Quantification and type variables, to be able to give a more accurate type to functions such as filter. Currently it is documented with a type variable, but in the implementation all type variables are just Any, so the typechecker loses track of the list element type after passing through filter.

Furthermore some parts are just not implemented, like method lookups. Fortunately the type system implementation is forgiving, and RCL is usable and useful right now without them.

Conclusion

RCL is a new configuration language that aims to reduce configuration boilerplate by extending json into a simple functional language that enables abstraction and reuse. I am adding support for type annotations and a typechecker to it, and in this post we looked at how that typechecker is implemented. We saw how the fused typecheck and inference, check_expr, is the cornerstone of the typechecker, with is_subtype_of implementing the generalized subtype check that defers some checks to runtime. On the more practical side, passing down an expected type enables localizing type errors accurately, and tracking the sources of types helps to explain type errors.

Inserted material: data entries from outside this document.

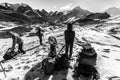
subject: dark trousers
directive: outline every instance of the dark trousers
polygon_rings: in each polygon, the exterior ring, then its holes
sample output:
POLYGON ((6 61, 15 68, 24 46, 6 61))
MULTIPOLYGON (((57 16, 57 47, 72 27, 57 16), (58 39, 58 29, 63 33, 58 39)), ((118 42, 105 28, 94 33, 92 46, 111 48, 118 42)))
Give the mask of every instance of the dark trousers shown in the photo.
POLYGON ((42 36, 39 36, 40 45, 42 45, 42 36))
POLYGON ((23 42, 18 44, 18 51, 22 52, 22 53, 25 53, 25 51, 23 50, 23 42))
POLYGON ((68 50, 70 49, 70 54, 69 54, 69 58, 71 58, 72 56, 72 51, 73 51, 73 43, 66 43, 66 50, 65 53, 66 55, 68 55, 68 50))

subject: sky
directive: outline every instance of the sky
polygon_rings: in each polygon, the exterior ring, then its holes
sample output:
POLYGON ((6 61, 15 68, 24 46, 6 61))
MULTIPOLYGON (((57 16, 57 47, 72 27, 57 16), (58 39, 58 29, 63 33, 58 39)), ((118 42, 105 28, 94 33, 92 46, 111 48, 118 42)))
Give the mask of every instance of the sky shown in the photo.
POLYGON ((102 12, 110 7, 120 8, 120 0, 0 0, 0 3, 26 3, 33 9, 47 11, 69 10, 76 6, 91 12, 102 12))

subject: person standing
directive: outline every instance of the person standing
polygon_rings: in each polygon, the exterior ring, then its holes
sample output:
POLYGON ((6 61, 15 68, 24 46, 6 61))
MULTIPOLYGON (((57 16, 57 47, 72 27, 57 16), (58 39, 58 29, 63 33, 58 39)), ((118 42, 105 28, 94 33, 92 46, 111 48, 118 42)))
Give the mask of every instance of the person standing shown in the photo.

This post concludes my series about RCL’s type system. One of RCL’s goals is to be obvious and easy to use for people who have some background in mainstream languages like Python or TypeScript, but not necessarily typed functional programming. As such, the type system is relatively simple, and mostly putting together existing ideas. The main idea that I haven’t seen implemented elsewhere is the generalized subtype check. And to be fair, it is of limited use — the reason RCL can get away with it, is that runtime errors are static errors in a configuration language. I would love to hear from people more versed in the literature if something like this exists in other systems, and if there are common practices around it.

If this series got you interested in RCL, try RCL in your browser, and check out the type system documentation! I don’t recommend relying on RCL to generate production configuration yet: it is a hobby project without stability promise. However, I do use it almost daily as a jq replacement, and the new map and filter methods in v0.4.0 make it even nicer for that, so give it a try!